As Eugene notes below, this week the U.S. Court of Appeals for the 9th Circuit declined to grant an en banc rehearing in Washington v. Trump, the decision temporarily restraining the Trump administration’s first immigration executive order, which has since been replaced with a revised order. The case itself is now moot, but the original panel decision remains as 9th Circuit precedent.
Five justices dissented from the denial of en banc review, arguing that the panel decision made multiple legal errors and should be vacated. In my opinion, Judge Bybee’s opinion, joined by Judges Bea, Callahan, Ikuta and Kozinski, makes a fairly persuasive case under current law, but readers may judge for themselves.
Apart from the legal arguments, Bybee’s dissent also comments on the broader context in which this litigation has occurred. Whatever one’s view of the president, his immigration policies, and the resulting legal disputes, this portion of the opinion is well worth a read. I’ve reproduced it below.
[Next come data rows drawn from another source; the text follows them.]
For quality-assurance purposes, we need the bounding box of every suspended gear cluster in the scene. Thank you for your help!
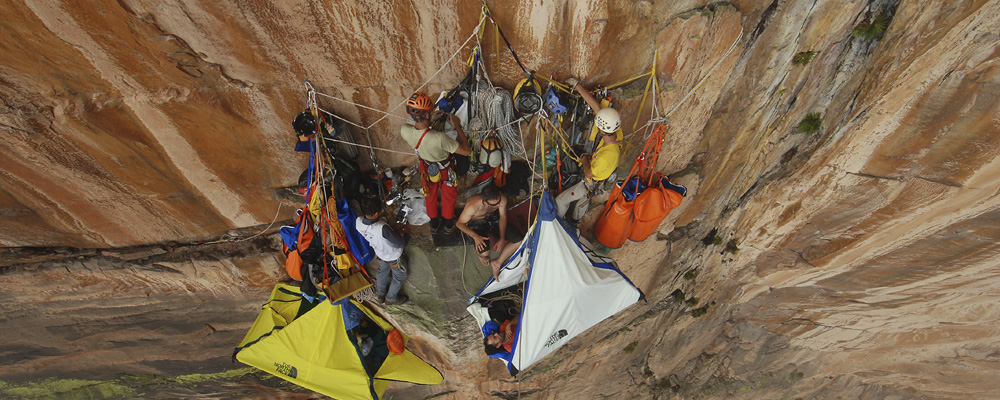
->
[594,107,622,133]
[406,92,432,118]
[514,77,542,115]
[479,135,503,168]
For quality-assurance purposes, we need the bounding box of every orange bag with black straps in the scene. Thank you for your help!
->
[628,173,684,242]
[594,180,635,249]
[594,124,686,249]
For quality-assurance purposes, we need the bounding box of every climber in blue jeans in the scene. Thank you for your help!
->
[355,197,409,304]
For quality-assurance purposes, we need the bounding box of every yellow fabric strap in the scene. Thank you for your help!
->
[607,72,655,89]
[632,50,658,133]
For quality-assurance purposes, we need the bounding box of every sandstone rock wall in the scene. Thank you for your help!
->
[0,0,1000,398]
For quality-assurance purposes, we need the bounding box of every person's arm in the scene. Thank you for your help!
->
[580,154,594,179]
[455,199,486,252]
[382,224,406,249]
[451,114,472,156]
[493,193,507,252]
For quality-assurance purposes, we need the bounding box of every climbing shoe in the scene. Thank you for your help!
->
[441,218,455,235]
[385,293,410,306]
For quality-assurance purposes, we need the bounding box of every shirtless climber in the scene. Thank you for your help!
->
[455,184,507,277]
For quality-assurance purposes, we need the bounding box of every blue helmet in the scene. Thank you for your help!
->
[545,86,567,114]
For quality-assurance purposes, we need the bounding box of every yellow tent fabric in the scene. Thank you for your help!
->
[235,283,443,399]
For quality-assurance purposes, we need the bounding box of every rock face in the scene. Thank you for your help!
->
[0,0,1000,399]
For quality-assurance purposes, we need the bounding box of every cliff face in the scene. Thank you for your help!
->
[0,0,1000,398]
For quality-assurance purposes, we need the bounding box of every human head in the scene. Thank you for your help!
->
[292,111,316,136]
[361,197,382,217]
[406,92,432,122]
[483,333,502,355]
[594,107,622,132]
[479,184,500,206]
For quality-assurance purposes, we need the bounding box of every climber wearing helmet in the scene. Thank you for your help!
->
[556,78,621,221]
[400,92,472,233]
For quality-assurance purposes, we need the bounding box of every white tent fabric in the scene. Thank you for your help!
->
[469,193,643,374]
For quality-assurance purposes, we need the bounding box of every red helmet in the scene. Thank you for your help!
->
[406,92,431,117]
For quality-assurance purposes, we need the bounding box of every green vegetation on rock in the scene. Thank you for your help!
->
[795,113,823,135]
[851,14,889,39]
[792,50,819,65]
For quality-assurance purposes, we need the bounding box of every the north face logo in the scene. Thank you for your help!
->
[274,363,299,378]
[545,329,569,347]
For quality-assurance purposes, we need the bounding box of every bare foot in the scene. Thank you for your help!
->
[490,258,503,281]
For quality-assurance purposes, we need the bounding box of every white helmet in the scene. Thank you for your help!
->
[594,107,622,133]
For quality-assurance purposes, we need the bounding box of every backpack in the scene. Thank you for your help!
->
[280,209,323,281]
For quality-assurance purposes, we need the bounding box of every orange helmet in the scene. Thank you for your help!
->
[406,92,431,118]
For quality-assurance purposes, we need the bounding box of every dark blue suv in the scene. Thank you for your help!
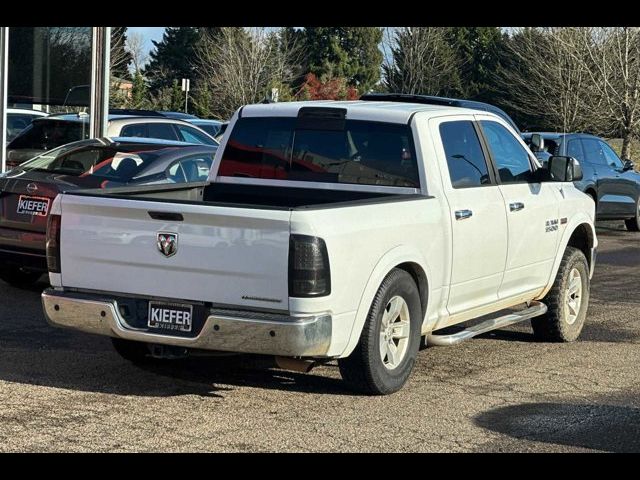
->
[522,132,640,232]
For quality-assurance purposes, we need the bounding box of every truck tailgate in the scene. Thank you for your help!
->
[60,195,291,310]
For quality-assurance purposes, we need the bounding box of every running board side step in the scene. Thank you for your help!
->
[427,301,547,347]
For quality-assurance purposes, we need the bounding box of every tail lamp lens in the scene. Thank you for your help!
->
[289,235,331,297]
[46,215,62,273]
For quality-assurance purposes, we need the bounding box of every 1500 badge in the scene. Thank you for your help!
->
[16,195,51,217]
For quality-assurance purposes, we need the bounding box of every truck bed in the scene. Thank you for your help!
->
[69,183,420,210]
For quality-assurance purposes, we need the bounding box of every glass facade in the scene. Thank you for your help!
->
[0,27,110,171]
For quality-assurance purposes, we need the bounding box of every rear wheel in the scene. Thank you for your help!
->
[338,269,422,395]
[624,197,640,232]
[531,247,589,342]
[0,267,42,288]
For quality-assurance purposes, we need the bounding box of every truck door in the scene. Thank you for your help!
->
[430,116,507,315]
[478,116,562,299]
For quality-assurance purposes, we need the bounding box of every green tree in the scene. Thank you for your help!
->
[447,27,506,103]
[110,27,131,80]
[144,27,200,93]
[298,27,382,92]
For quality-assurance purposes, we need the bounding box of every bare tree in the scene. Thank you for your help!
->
[495,27,602,132]
[126,32,149,73]
[196,27,299,118]
[571,27,640,158]
[382,27,458,95]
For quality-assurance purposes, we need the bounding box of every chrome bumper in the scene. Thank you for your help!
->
[42,289,331,357]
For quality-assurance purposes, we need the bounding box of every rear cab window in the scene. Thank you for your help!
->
[218,117,420,188]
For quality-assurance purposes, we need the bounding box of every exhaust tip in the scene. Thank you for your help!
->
[275,357,316,373]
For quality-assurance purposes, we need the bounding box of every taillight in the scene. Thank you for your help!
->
[47,215,61,273]
[289,235,331,297]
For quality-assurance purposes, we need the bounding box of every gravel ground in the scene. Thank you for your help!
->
[0,224,640,452]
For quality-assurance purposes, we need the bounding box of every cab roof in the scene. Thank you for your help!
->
[240,100,499,123]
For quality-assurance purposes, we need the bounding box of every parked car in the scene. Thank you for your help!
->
[523,132,640,232]
[7,108,47,142]
[109,108,198,120]
[0,138,217,285]
[213,122,229,143]
[186,118,224,137]
[42,97,597,394]
[7,114,218,168]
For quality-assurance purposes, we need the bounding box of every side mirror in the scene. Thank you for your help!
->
[530,133,544,152]
[547,155,582,182]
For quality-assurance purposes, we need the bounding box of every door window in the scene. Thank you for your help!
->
[480,120,532,183]
[440,121,491,188]
[567,138,584,162]
[600,142,623,169]
[147,123,178,140]
[175,125,218,146]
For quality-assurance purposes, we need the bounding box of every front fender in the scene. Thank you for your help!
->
[340,245,431,357]
[538,212,598,299]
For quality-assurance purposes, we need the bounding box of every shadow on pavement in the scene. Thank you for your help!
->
[474,403,640,453]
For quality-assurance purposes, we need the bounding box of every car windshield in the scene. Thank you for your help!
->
[9,120,89,150]
[18,145,208,183]
[218,117,420,187]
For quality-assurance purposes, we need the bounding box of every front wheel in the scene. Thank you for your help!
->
[624,197,640,232]
[338,269,422,395]
[531,247,590,342]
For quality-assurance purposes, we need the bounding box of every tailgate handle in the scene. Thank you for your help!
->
[149,212,184,222]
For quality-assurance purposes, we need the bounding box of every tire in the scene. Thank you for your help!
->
[624,197,640,232]
[531,247,590,342]
[338,269,422,395]
[0,267,43,288]
[111,337,152,365]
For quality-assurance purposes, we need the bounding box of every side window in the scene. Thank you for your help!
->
[120,123,149,138]
[175,125,217,145]
[440,121,491,188]
[167,156,213,183]
[581,138,607,165]
[567,138,584,163]
[600,142,624,168]
[147,123,178,140]
[480,120,532,183]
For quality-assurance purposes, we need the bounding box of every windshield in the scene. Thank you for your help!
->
[9,120,89,150]
[18,145,208,183]
[218,117,420,188]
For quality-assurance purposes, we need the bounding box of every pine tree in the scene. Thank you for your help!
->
[110,27,131,80]
[144,27,200,92]
[298,27,382,93]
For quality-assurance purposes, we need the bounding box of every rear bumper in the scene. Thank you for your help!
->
[42,289,332,357]
[0,246,47,273]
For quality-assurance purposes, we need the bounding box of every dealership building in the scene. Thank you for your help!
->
[0,27,111,172]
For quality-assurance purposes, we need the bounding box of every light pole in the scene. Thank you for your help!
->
[182,78,191,113]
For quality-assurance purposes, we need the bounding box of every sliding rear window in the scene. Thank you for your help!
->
[218,117,420,188]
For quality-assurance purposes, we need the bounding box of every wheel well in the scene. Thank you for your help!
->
[396,262,429,317]
[567,223,593,267]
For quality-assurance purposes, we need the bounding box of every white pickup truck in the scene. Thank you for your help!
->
[42,101,597,394]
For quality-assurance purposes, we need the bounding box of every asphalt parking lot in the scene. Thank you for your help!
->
[0,224,640,452]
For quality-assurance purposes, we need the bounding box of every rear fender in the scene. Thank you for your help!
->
[339,245,431,357]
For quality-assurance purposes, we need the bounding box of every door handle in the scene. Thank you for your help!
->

We are all acutely aware of the enormous controversy and chaos that attended the issuance of the Executive Order. People contested the extent of the national security interests at stake, and they debated the value that the Executive Order added to our security against the real suffering of potential emigres. As tempting as it is to use the judicial power to balance those competing interests as we see fit, we cannot let our personal inclinations get ahead of important, overarching principles about who gets to make decisions in our democracy. For better or worse, every four years we hold a contested presidential election. We have all found ourselves disappointed with the election results in one election cycle or another. But it is the best of American traditions that we also understand and respect the consequences of our elections. Even when we disagree with the judgment of the political branches—and perhaps especially when we disagree—we have to trust that the wisdom of the nation as a whole will prevail in the end.
Above all, in a democracy, we have the duty to preserve the liberty of the people by keeping the enormous powers of the national government separated. We are judges, not Platonic Guardians. It is our duty to say what the law is, and the meta-source of our law, the U.S. Constitution, commits the power to make foreign policy, including the decisions to permit or forbid entry into the United States, to the President and Congress. We will yet regret not having taken this case en banc to keep those lines of authority straight.
Finally, I wish to comment on the public discourse that has surrounded these proceedings. The panel addressed the government’s request for a stay under the worst conditions imaginable, including extraordinarily compressed briefing and argument schedules and the most intense public scrutiny of our court that I can remember. Even as I dissent from our decision not to vacate the panel’s flawed opinion, I have the greatest respect for my colleagues. The personal attacks on the distinguished district judge and our colleagues were out of all bounds of civic and persuasive discourse—particularly when they came from the parties. It does no credit to the arguments of the parties to impugn the motives or the competence of the members of this court; ad hominem attacks are not a substitute for effective advocacy. Such personal attacks treat the court as though it were merely a political forum in which bargaining, compromise, and even intimidation are acceptable principles. The courts of law must be more than that, or we are not governed by law at all.
This statement deserves a wide readership, including at 1600 Pennsylvania Avenue.